Before the rule was even announced virtually every major oil company, power utility and steel manufacturer in the nation had banded together as the "Air Quality Standards Coalition," with the avowed goal of killing the new clean air rule.

The administration proposal is supported "by an overwhelming majority of independent scientists who reviewed the standard for EPA, based on 86 new health studies that indicate the need for a stronger standard," according to the agency. The polluter coalition has dismissed this EPA review and gone on the attack.

Congressional opponents of the rule may seek to block it, using a new law designed to protect small business, or through a legislative rider. Air quality will also be a major issue in this year's reauthorization of the multi-billion dollar transportation law (the Intermodal Surface Transportation Efficiency Act, ISTEA).

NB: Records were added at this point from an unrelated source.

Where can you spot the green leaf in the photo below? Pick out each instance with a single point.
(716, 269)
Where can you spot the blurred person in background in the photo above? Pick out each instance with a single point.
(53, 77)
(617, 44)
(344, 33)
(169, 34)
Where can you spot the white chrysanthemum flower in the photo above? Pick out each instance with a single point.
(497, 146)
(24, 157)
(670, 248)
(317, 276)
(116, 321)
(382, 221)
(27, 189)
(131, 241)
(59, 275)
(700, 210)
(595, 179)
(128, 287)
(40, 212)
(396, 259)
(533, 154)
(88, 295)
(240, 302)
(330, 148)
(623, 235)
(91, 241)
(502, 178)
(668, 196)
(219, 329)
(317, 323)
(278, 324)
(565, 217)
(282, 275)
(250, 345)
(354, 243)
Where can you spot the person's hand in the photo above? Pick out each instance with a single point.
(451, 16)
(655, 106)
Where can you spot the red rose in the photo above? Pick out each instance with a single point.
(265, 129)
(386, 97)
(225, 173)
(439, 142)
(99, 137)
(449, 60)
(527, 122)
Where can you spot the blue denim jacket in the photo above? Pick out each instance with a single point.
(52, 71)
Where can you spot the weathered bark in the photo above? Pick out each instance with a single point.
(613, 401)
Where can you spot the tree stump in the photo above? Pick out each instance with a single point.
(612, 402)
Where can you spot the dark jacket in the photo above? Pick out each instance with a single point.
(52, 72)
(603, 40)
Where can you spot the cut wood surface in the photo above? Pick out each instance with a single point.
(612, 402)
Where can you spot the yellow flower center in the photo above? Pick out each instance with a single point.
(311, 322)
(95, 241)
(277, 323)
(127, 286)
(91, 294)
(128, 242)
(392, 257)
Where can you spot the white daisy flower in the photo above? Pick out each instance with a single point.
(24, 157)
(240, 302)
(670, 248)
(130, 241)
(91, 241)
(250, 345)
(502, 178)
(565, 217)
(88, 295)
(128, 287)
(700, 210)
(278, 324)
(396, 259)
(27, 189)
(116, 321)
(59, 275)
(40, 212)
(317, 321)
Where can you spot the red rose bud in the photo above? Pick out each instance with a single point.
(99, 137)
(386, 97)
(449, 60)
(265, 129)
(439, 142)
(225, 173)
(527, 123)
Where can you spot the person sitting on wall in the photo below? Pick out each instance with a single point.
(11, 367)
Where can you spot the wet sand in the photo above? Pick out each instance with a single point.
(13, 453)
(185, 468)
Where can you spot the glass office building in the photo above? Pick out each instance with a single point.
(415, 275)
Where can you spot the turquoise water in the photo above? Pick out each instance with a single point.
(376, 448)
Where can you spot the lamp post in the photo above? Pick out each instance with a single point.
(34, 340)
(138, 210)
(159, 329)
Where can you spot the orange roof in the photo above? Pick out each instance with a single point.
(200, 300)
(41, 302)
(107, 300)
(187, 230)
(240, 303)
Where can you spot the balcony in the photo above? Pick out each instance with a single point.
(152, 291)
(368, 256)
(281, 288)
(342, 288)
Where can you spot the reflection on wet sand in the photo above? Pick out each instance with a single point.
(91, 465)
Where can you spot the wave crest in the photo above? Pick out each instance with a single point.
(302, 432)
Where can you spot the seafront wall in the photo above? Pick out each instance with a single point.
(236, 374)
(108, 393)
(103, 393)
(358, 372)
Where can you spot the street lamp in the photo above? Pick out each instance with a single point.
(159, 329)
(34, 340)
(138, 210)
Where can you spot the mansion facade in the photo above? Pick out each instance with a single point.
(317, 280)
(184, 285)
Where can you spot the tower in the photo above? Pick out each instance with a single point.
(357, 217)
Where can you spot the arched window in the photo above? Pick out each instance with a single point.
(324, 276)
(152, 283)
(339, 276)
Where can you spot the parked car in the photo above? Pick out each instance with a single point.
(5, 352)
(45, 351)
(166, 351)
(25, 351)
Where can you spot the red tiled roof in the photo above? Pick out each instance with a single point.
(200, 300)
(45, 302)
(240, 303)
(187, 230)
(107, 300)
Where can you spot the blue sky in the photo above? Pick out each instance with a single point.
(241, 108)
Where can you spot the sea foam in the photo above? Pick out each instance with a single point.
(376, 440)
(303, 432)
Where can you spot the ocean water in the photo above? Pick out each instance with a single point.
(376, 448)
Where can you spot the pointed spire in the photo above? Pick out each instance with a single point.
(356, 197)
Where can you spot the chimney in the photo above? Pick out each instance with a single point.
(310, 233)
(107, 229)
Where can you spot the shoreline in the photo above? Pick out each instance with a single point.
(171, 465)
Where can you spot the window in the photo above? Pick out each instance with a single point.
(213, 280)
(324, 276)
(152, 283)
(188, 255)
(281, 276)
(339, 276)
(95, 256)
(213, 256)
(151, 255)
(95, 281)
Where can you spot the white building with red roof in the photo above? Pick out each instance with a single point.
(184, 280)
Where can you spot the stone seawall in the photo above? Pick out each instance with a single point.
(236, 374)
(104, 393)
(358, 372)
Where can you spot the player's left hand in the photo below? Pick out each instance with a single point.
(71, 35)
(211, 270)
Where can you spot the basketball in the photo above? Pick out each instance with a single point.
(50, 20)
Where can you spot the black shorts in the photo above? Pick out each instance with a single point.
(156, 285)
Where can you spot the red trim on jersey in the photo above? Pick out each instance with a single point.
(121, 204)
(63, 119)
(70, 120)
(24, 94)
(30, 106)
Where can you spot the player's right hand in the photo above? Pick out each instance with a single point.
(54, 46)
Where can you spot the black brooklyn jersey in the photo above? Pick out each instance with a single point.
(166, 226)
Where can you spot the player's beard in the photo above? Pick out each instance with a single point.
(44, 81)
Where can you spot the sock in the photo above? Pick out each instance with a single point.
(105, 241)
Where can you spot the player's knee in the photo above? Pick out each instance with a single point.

The Need for Public Comment

Release of the proposed rule marked the beginning of a public comment period where "EPA will seek broad public comment on its recommended approach and on the need for any changes to the particulate matter [and ozone] proposal." (EPA 1996d).

The premise of this study is that the public has a right to know, and an obligation to comment on, the public health strengths and shortcomings of the particulate pollution proposal. Questions about how much particulate pollution will be reduced, how much illness will be prevented, and how many lives will be saved, ultimately are moral and political questions that demand broad public awareness and input.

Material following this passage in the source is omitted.